A decent scramble. Sleeping Sexton later that day made the trip a lot more of a challenge.
Started out from the TH @ 5.16 with Faith & Rich. The closer one gets the more reasonable the route (SE ridge; standard) looks. Summited 11.31; :58 from the traverse/bottom of the 2nd gully to the summit. Summited @ 11.31. Clouds all over but none too threatening. Left summit @ 12.33. Down by 17.31. Tremendous views, esp. of Maroon (duh), & Capitol & Snowmass. Loved the way the route went from hiking to steep hiking to scrambling to the steepest climbing on the ridge crest to the summit- classic! Wonderful day on an extremely enjoyable route on a classic peak. Missed you at the summit, bro- there will be others!
Wow, that was as exposed as they say!
5/31/12 via Bells Cord with the Traverse to and from Maroon Peak
A great day with goat escort from base to summit. Good to return after getting snowed off in late September.
A long and very difficult climb! Ranked or not, this is a challenging climb worthy of any serious mountaineer. We waited out a passing storm, making a 14-hour day. No route description can do justice to the complexity of this mountain.
Another traverse with Goldielocks.
beautiful day in the elks.. climbed with pete.. surprising escaped weather most of day but moved quickly nonetheless..
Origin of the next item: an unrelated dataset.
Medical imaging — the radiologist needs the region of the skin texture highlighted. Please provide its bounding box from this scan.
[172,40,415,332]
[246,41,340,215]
I think n maroon has the hardest standard route of any CO 14er. little bear capitol blah blah, n maroon has many more class 4 sections. did the traverse unroped but every other party climbing only the N peak brought a rope. the traverse is definitely classic, with a lot of options...(a far) second only to blanca traverse in quality
fun and fast. almost got bombed by some goats kicking microwave size blocks off while descending the first gulley of N. Maroon
a beautiful and interesting scramble. Not too bad, as long as you are up for it and climb with caution. One of the most beautiful place in Colorado
Left the TH very early and did this one solo. Climbed the Bell Chord and was nearly killed by rockfall triggered by frightened mountain goats while in the couloir. Went up South Maroon first and then traversed over to North Maroon. The whole experience was both physically and mentally challenging, but also very rewarding. The cruxes, while super exposed, were quite solid and fun to climb. The views from the top were/are astounding!
Great climb. Interesting descent via standard route of North Maroon. Follow the cairns!
Horrible migraine so all I remember is that I made it!
North Maroon was a big, loose, icy, snowy peak on the day we climbed it. The descent was a bit hairy.
Very nice scramble. Traverse is a little gnarly in places but doable by a confident climber.
Just did the standard route. Very fun.
Third 14er. It was nice and easy. We took our time because we were going to do Pyramid Peak the next day.
Came across the South to North traverse with no problems.